Lactação: Mecanismo Hormonal da Produção de Leite

UFGD/HU - Hospital Universitário de Dourados (MS) — Prova 2020

Enunciado

A amamentação com o leite materno é importante fator que confere ao recém-nascido proteção contra patógenos entéricos, é fonte de carboidratos, gorduras e proteínas essenciais ao seu adequado desenvolvimento. A lactante produz em média 600 ml de leite por dia sob estímulo de um complexo mecanismo neuroendocrinológico. Assinale a alternativa que demonstra as oscilações corretas nesse mecanismo.

Alternativas

  1. A) Elevação da prolactina a níveis superiores aos da gestação e consequente inibição da dopamina.
  2. B) Queda dos níveis de progesterona e estrogênio, permitindo ação da prolactina na produção de α-lactalbumina.
  3. C) Aumento da secreção de ocitocina de forma contínua e independente da sucção do recém-nas- cido.
  4. D) Redução dos níveis de estrogênio e consequente desenvolvimento ductolobular.
  5. E) Aumento dos níveis de progesterona com consequente estímulo da lactose sintase.

Pérola Clínica

Lactação: ↓ Progesterona/Estrogênio pós-parto → ↑ Prolactina → produção de leite e α-lactalbumina.

Resumo-Chave

Após o parto, a queda abrupta dos níveis de progesterona e estrogênio remove a inibição sobre a prolactina, permitindo que este hormônio atue na glândula mamária para a síntese de leite. A prolactina estimula a produção de componentes do leite, como a α-lactalbumina, essencial para a lactose sintase.

Contexto Educacional

A amamentação é um processo fisiológico complexo, regulado por um intrincado mecanismo neuroendocrinológico que garante a produção e ejeção do leite materno. Durante a gestação, os altos níveis de estrogênio e progesterona preparam as glândulas mamárias para a lactação, promovendo o desenvolvimento ductolobular. No entanto, esses mesmos hormônios exercem um efeito inibitório sobre a ação da prolactina, impedindo a produção abundante de leite. Após o parto, a expulsão da placenta resulta em uma queda abrupta dos níveis de progesterona e estrogênio. Essa redução é o gatilho fundamental que remove a inibição sobre a prolactina, permitindo que este hormônio, cujos níveis já estavam elevados durante a gestação, atue plenamente nas células alveolares da mama. A prolactina estimula a síntese de proteínas do leite, como a α-lactalbumina, que é um componente essencial da lactose sintase, enzima responsável pela produção de lactose, o principal carboidrato do leite materno. Além da prolactina para a produção, a ocitocina é vital para a ejeção do leite. A sucção do recém-nascido estimula terminações nervosas no mamilo, que enviam sinais ao hipotálamo, liberando ocitocina pela neuro-hipófise. A ocitocina causa a contração das células mioepiteliais ao redor dos alvéolos, impulsionando o leite para os ductos e, consequentemente, para o bebê. Compreender essas oscilações hormonais é crucial para o manejo clínico da lactação e para o suporte adequado às lactantes.

Perguntas Frequentes

Quais são os principais hormônios envolvidos na produção e ejeção do leite materno?

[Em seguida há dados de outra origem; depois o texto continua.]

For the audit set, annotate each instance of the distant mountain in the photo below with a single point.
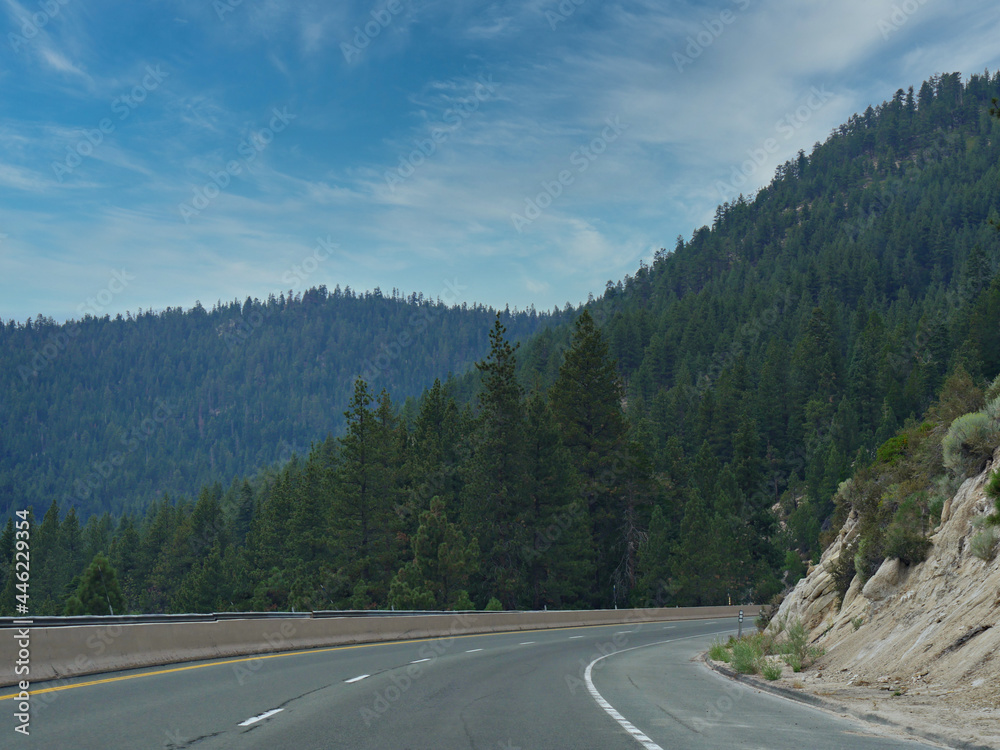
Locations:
(682, 443)
(811, 320)
(109, 414)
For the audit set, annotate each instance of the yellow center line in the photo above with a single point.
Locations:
(292, 653)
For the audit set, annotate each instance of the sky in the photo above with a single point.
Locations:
(154, 154)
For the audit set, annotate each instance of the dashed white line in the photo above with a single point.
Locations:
(255, 719)
(628, 726)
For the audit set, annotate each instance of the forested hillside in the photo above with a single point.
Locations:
(802, 329)
(109, 414)
(681, 443)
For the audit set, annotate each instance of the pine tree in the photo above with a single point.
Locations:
(495, 501)
(442, 562)
(587, 403)
(560, 565)
(98, 592)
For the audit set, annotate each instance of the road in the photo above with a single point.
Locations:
(621, 687)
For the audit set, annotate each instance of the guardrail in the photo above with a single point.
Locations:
(73, 646)
(61, 622)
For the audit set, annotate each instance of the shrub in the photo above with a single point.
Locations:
(869, 557)
(771, 670)
(891, 450)
(843, 570)
(993, 392)
(794, 662)
(746, 656)
(905, 537)
(718, 651)
(993, 491)
(798, 653)
(970, 443)
(983, 543)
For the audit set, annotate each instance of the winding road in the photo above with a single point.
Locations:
(620, 687)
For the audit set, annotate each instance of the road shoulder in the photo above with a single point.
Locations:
(899, 722)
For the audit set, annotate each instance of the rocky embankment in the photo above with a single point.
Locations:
(916, 644)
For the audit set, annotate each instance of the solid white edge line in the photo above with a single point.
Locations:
(628, 726)
(255, 719)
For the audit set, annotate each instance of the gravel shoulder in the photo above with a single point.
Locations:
(923, 714)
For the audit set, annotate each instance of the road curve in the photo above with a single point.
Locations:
(622, 687)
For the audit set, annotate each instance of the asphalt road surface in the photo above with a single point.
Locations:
(622, 687)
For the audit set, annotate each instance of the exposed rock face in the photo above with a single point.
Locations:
(931, 628)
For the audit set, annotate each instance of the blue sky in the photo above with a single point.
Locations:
(157, 153)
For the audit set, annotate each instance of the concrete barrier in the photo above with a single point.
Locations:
(58, 652)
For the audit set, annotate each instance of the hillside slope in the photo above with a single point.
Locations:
(916, 643)
(108, 414)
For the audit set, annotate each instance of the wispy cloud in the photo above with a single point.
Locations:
(399, 153)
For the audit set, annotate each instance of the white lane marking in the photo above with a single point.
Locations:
(255, 719)
(625, 724)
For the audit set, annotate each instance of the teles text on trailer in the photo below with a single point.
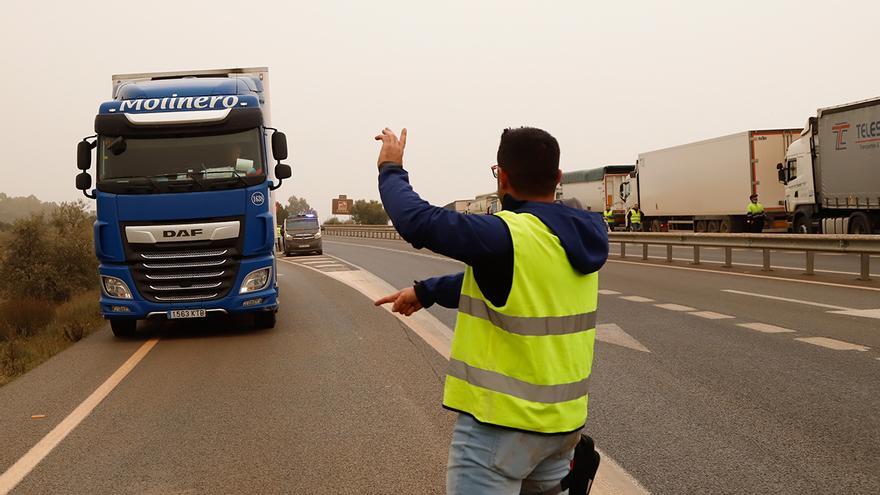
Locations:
(832, 173)
(184, 225)
(705, 186)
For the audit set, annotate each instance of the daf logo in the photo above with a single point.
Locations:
(182, 233)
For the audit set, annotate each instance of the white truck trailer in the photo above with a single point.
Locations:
(832, 173)
(705, 186)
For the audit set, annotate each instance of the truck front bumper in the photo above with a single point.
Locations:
(139, 308)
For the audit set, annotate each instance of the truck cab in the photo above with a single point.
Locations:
(800, 190)
(184, 226)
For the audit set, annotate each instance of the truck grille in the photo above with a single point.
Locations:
(178, 275)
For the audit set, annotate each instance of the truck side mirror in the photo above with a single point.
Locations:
(84, 183)
(283, 171)
(83, 155)
(279, 146)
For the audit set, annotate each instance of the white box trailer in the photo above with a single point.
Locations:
(705, 186)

Os principais hormônios são a prolactina, responsável pela produção do leite (lactogênese), e a ocitocina, responsável pela ejeção do leite (reflexo de ejeção). A sucção do bebê é o estímulo chave para a liberação de ambos os hormônios.

Como a progesterona e o estrogênio influenciam a lactação?

Durante a gestação, altos níveis de progesterona e estrogênio preparam a mama para a lactação, mas inibem a ação da prolactina na produção de leite. Após o parto, a queda abrupta desses hormônios remove essa inibição, permitindo que a prolactina atue plenamente na síntese do leite.

Qual o papel da α-lactalbumina na amamentação?

A α-lactalbumina é uma proteína essencial que, em conjunto com a galactosiltransferase, forma a lactose sintase. Esta enzima é crucial para a síntese de lactose, o principal carboidrato do leite materno, que contribui significativamente para o volume e a osmolaridade do leite.